By Stephanie L. Church
The digital flexor tendon sheath (DFTS) is far more complex than what one equine surgeon gathered in vet school. The additional details he’s discovered in practice have been crucial to his success in diagnosing and treating pathology—disease or damage—to this structure.
The DFTS is more than just the synovial casing that surrounds the flexor tendons as they course around the bottom third of the cannon bone and the fetlock joint and disperse throughout the pastern region, said Florent David, DVM, MS, Dipl. ACVS & ECVS, Dipl. ACVSMR, ECVDI Assoc., specialist in Surgery, Sports Medicine & Rehabilitation, and Diagnostic Imaging at the Equine Veterinary Medical Center, in Doha, Qatar. He reviewed the anatomy and described how he diagnoses and treats closed DFTS injuries at the 2019 Northeast Association of Equine Practitioners Symposium, held Sept. 25-27 in Saratoga Springs, New York.

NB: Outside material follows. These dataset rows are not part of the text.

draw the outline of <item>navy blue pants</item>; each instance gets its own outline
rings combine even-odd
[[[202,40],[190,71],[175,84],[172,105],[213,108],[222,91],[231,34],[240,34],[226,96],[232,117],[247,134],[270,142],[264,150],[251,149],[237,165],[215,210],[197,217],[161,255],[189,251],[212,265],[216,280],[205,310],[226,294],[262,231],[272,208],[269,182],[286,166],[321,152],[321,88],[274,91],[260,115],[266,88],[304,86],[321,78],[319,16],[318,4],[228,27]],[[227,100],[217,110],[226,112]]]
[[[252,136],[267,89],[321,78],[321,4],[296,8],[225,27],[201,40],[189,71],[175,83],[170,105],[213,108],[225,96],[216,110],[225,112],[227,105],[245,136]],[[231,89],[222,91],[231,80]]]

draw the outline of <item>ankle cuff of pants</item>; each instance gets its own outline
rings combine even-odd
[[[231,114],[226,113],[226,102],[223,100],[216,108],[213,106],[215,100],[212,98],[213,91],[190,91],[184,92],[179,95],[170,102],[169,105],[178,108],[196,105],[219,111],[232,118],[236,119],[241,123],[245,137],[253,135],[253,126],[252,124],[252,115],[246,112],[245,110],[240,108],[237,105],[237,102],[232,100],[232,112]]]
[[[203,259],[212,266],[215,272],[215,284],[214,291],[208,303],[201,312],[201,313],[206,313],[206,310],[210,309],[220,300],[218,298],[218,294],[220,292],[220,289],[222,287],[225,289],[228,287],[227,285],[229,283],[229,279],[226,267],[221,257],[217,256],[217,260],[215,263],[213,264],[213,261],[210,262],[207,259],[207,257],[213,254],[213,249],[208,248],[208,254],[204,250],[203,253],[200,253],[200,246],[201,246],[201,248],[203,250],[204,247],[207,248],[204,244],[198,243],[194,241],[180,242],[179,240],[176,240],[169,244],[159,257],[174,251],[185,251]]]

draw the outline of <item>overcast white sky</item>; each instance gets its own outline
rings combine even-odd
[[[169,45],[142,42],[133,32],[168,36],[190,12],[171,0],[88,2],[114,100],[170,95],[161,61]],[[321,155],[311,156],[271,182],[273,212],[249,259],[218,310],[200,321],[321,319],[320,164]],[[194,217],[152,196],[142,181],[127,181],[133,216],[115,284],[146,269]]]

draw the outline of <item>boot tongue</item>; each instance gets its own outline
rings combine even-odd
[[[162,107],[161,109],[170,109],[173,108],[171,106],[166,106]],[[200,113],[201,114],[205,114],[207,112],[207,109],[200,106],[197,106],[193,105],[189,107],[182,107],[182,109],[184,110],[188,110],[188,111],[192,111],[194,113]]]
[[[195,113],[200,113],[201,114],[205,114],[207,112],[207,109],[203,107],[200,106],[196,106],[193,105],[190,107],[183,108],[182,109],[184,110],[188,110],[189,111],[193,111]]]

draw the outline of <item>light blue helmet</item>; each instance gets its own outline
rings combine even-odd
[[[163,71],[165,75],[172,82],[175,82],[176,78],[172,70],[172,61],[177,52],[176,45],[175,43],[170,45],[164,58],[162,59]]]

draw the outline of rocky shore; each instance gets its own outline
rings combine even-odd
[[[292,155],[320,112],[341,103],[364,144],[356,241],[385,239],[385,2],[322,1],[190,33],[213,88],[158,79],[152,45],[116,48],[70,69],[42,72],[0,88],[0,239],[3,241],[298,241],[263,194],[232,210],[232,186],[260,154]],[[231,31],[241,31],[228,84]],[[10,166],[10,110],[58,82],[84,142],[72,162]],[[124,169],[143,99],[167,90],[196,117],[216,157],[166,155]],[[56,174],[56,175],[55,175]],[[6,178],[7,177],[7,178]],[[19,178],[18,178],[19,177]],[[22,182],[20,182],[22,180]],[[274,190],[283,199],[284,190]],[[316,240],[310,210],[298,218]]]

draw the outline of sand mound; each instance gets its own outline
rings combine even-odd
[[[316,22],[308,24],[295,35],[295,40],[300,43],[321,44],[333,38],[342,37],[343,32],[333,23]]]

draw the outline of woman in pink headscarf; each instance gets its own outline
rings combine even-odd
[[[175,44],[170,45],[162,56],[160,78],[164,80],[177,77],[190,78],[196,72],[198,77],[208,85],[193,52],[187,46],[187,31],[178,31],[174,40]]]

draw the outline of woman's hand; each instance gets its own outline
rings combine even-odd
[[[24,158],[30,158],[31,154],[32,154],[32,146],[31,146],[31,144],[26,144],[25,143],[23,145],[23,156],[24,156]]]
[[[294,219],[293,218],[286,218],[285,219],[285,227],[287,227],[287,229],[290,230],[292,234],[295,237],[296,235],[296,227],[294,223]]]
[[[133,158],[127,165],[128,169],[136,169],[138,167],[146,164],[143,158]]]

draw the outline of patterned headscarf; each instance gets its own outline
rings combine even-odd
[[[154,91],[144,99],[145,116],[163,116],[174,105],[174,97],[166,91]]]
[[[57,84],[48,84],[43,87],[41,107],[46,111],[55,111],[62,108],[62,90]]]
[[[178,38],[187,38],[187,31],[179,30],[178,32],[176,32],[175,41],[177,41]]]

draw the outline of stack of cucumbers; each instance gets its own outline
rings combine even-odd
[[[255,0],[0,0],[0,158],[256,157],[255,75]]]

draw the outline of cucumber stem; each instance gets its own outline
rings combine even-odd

The three continuous, communicating (shared fluid space) regions throughout the length of the sheath meet several bony prominences along the way, where the superficial digital flexor tendon (SDFT) and the deep digital flexor tendon (DDFT) encounter considerable changes in direction and friction.
Other parts—mesotenons, thin stabilizers connecting the tendons to the sheath and providing nutrients and oxygen to the tendon via blood vessels, and tendinous rings called manica flexoria or annular ligaments, for instance—help with the intricate mechanics. Some of these parts are difficult to see on imaging except in horses with DFTS inflammation.
In cases of DFTS tenosynovitis (inflammation of the membrane surrounding the tendon sheath) David sees a combination of two or more of the following:
- Effusion (fluid swelling of the sheath itself);
- Deformation (change in the sheath’s shape);
- Heat (focal, paired with increased digital pulses in acute cases);
- Pain on palpation;
- Pain on limb flexion;
- Lameness; and
- Fever in horses with DFTS sepsis (infection of the structure).